The classes had the following distinguishing features to their infinitive stems:
ī + one consonant.
ēo or ū + one consonant.
Originally e + two consonants. By the time of written Old English, many had changed. If C is used to represent any consonant, verbs in this class usually had short e + lC; short eo + rC; short i + nC/mC; or (g̣ +) short ie + lC.
e + one consonant (usually l or r, plus the verb brecan 'to break').
e + one consonant (usually a stop or a fricative).
a + one consonant.
Other than the above. Always a heavy root syllable (either a long vowel or short + two consonants), almost always a non-umlauted vowel – e.g., ō, ā, ēa, a (+ nC), ea (+ lC/rC), occ. ǣ (the latter with past in ē instead of normal ēo). Infinitive is distinguishable from class 1 weak verbs by non-umlauted root vowel; from class 2 weak verbs by lack of suffix -ian. First and second preterite have identical stems, usually in ēo (occ. ē), and the infinitive and the past participle also have the same stem.
Weak verbs are formed by adding alveolar (t or d) endings to the stem for the past and past-participle tenses. Examples include love, loved and look, looked. Originally, the weak ending was used to form the preterite of informal, noun-derived verbs such as often emerge in conversation and which have no established system of stem-change. By nature, these verbs were almost always transitive, and even today, most weak verbs are transitive verbs formed in the same way. However, as English came into contact with non-Germanic languages, it invariably borrowed useful verbs which lacked established stem-change patterns. Rather than inventing and standardizing new classes or learning foreign conjugations, English speakers simply applied the weak ending to the foreign bases.
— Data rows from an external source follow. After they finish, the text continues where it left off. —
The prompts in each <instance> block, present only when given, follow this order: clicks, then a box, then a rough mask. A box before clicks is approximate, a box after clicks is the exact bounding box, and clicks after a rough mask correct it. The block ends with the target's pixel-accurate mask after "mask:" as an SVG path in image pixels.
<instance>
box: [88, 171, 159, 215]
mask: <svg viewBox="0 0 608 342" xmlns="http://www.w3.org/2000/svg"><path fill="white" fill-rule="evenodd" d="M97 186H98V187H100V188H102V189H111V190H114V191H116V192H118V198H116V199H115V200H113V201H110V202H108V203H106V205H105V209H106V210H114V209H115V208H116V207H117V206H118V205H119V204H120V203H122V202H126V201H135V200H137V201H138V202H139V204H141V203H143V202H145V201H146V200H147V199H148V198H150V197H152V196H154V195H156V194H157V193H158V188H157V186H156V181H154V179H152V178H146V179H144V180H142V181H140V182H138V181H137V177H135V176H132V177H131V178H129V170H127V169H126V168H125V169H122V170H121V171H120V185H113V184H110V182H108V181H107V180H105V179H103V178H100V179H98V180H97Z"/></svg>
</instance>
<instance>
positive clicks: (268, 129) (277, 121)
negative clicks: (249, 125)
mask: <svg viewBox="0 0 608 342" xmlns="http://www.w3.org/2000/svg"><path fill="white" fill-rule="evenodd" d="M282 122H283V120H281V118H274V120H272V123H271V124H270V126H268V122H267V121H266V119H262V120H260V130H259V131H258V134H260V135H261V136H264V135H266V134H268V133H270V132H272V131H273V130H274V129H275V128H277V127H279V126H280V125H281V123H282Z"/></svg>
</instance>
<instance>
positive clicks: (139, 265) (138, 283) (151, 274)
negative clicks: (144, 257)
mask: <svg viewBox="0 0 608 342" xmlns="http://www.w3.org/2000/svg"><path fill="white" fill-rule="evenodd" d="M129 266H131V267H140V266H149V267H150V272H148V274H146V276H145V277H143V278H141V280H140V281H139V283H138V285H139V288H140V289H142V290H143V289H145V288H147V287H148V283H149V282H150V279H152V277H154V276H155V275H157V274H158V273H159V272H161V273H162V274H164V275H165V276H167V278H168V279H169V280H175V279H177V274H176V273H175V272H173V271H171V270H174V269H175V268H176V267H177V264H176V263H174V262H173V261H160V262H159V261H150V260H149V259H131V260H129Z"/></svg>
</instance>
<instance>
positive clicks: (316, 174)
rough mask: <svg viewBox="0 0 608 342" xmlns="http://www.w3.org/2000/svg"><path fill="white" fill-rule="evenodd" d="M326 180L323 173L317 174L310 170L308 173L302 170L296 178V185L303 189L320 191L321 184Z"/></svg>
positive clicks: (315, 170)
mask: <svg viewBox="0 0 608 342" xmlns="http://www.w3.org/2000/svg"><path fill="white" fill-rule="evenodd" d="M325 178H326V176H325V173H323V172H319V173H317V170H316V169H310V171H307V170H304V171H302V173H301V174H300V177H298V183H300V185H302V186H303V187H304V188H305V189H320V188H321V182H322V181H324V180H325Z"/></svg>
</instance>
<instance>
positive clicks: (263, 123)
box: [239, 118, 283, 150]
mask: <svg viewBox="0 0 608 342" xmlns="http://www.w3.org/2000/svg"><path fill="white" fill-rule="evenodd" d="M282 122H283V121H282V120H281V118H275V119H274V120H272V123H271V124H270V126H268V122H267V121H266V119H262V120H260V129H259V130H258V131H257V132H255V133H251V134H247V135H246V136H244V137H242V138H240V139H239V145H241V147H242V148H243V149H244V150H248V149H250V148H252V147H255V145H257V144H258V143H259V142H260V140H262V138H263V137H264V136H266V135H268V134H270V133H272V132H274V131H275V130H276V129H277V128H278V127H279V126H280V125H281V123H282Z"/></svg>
The linguistic trends of borrowing foreign verbs and verbalizing nouns have greatly increased the number of weak verbs over the last 1,200 years. Some verbs that were originally strong (for example help, holp, holpen) have become weak by analogy; most foreign verbs are adopted as weak verbs; and when verbs are made from nouns (for example "to scroll" or "to water") the resulting verb is weak. Additionally, conjugation of weak verbs is easier to teach, since there are fewer classes of variation. In combination, these factors have drastically increased the number of weak verbs, so that in modern English weak verbs are the most numerous and productive form, although occasionally a weak verb may turn into a strong verb through the process of analogy, such as sneak (originally only a noun), where snuck is an analogical formation rather than a survival from Old English.